Here are three tips to help smooth the process.
Many conflicts arise from the disappointment that comes from unmet or unexpressed expectations. For example, one parent expects the kids to be off of the phones and devices by 7:30pm while other might not think that it is a big deal and allows the kids to be on the devices until bedtime. Things rarely become an issue until one parent realizes that the rules for technology usage are different at the other parent's house and vice versa. Proactively, talking about your expectations and listening to your co-parent's expectations removes the element of surprise. If your parenting relationship has not progressed to the state where you can talk easily and with civility, writing out and sharing your expectations with the other parent via email or paper for telephone usage, online activity, gaming and device usage is a good place to start.
Once you know what your expectations are, it is very easy to come up with a game plan and provide your children with your expectations in a clear and concise manner. FOSI's family agreement guideline is a great place to write out your united guidelines for usage and share them with your children.

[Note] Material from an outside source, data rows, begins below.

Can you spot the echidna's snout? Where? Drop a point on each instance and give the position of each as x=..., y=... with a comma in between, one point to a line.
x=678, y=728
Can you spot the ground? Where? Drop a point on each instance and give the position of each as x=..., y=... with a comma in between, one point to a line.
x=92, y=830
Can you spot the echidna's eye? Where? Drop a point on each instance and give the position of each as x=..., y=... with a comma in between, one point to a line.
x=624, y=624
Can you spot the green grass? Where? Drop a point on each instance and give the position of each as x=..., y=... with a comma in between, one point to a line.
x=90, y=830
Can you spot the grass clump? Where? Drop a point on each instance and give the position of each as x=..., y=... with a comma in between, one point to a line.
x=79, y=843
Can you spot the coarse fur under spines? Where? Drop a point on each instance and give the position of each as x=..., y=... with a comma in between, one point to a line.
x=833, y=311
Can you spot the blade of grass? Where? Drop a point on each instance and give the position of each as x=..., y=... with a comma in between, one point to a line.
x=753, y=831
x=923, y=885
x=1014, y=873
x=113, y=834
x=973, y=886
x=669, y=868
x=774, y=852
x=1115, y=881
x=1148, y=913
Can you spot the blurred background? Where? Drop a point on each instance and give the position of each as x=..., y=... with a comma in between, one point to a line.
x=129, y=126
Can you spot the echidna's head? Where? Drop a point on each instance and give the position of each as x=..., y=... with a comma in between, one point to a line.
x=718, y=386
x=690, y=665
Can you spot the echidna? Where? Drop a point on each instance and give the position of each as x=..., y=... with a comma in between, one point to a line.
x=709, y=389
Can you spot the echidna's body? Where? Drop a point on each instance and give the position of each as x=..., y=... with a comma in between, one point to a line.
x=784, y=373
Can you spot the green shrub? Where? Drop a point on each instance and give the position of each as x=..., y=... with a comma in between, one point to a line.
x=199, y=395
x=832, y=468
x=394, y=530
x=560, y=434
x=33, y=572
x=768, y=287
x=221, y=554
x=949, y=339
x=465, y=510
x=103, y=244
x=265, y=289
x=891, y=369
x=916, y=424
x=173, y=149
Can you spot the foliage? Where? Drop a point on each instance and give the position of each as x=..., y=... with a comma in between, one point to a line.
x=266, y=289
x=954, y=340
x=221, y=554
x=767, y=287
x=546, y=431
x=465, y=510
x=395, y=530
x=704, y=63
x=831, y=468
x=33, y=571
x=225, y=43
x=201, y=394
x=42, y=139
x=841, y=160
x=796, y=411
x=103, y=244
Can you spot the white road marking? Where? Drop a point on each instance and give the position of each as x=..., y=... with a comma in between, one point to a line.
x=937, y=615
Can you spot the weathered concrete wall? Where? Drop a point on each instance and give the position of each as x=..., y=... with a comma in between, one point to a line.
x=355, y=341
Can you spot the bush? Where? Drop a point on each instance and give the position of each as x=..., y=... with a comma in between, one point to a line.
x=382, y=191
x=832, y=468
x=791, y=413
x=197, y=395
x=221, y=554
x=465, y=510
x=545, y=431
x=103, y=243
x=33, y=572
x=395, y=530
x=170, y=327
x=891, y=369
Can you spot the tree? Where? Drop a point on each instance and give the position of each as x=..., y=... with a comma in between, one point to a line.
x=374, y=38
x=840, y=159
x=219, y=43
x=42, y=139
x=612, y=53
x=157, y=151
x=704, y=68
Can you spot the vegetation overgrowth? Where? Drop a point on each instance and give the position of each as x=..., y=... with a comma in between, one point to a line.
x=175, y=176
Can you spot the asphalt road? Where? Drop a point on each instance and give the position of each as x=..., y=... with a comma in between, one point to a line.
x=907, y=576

Like any habit, it takes time and consistency to establish behaviors. Ideally, the guidelines will be consistent at both houses and enforced the same way to create positive digital habits. Sometimes this consistency is not possible or even desirable by one parent or another, and it is important to know this going into the establishment of the guidelines. If the rules are different in one location and different again in another, it will take more time to establish boundaries, habits and routines with your children. Placing the guidelines in a central location where they are easily seen can help, but it is still process and will take time.